None of this serves the public interest. In fact, all of it is holding us back from what we are capable of.

A simple truth was recently expressed eloquently by 16-year-old Swedish activist Greta Thunberg: “We live in a strange world where no one dares to look beyond our current political systems, even though it’s clear that the answers we seek will not be found within the politics of today.”

She’s right. If we want to see real change, we need to shift some of our political attention away from celebrity-driven election cycles and toward the root causes of our democratic deficit. Away from who is in power, and toward a deep examination of the shape of power itself. We need to challenge the structures of our political system – structures that we often see as static and unchangeable. Because they aren’t static, if we begin to use our imagination.

The first step is to overcome our fear of using words such as “rigged” or "broken” to describe our political state. There’s a concern that attacking our democratic institutions only serves to empower extremist ideologues. But the opposite is true. When we turn a blind eye to the need for radical change, it’s those very extremist leaders who happily take advantage of the vacuum and use it for their own purposes. We’ve seen the electoral results of this.

It’s time to change course. Pretending that that we can use our current political ecosystem to bring about meaningful change is not only negligent, it’s a guaranteed recipe for environmental suicide.

We need a political uprising of passionate activists and leaders, prepared to prescribe and implement surgical interventions that will change the tone, shape and nature of power. Ours is a battle for inclusive governance, for deliberative and thoughtful decision-making and for elections that offer real choice and representative results. It’s a fight to inject some humanity into our democracy, for a new culture of political engagement and for decentralized and participatory local government, throwing open the doors to a system that is currently designed as an insider’s game.

Some will resist change. People will tell you that reform is too complicated, too expensive, too risky. But these myths are a form of political molasses, holding us back from dreaming, from evolving, from responding appropriately to the kids who know we’ve failed them so far.

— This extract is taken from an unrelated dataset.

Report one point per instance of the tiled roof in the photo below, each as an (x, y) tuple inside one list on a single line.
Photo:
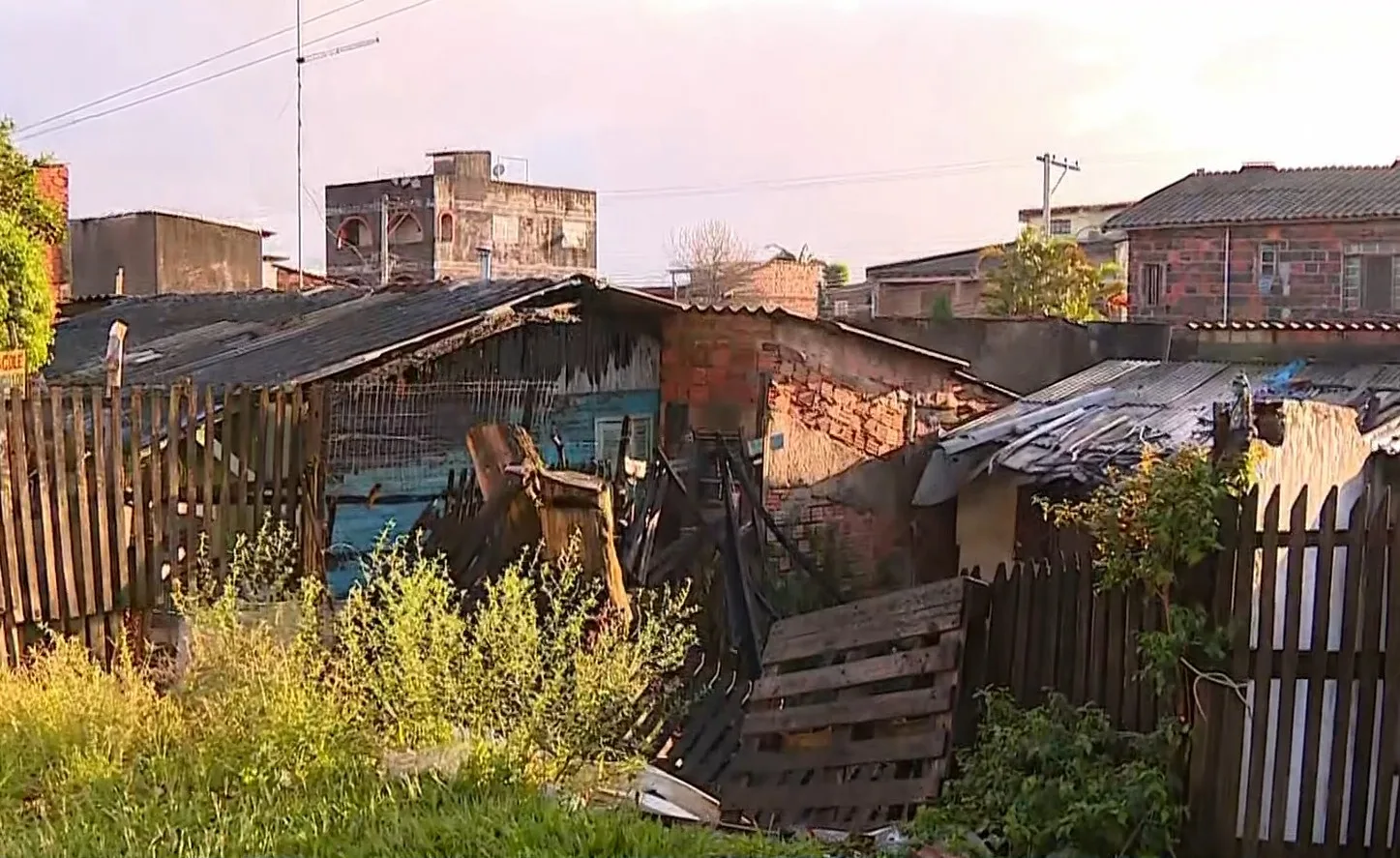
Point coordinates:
[(1265, 193), (227, 346), (1078, 428)]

Don’t get me wrong. We should be grateful for what we do have. Free elections and the peaceful transfer of power are indeed precious. But remember that the only reason we have elections in the first place is because generations before us dared to dream. The political structures of their day weren’t working in the interest of ordinary people, so they turned their world upside down. But when they secured free and independent elections, it wasn’t the end of the journey towards democracy. It was just the beginning. It’s our turn to write the next chapter.

Revolution is in the air: Kids are marching out of their schools, traditional parties are losing support, cabinet members are rebelling against centralized control and political leaders of all stripes are preaching their own versions of revolution.

Here’s the thing about populist anger: It can be artfully used by political forces to further polarize and divide people or it can be delicately redirected toward something constructive: a daring revolution against our broken democratic system.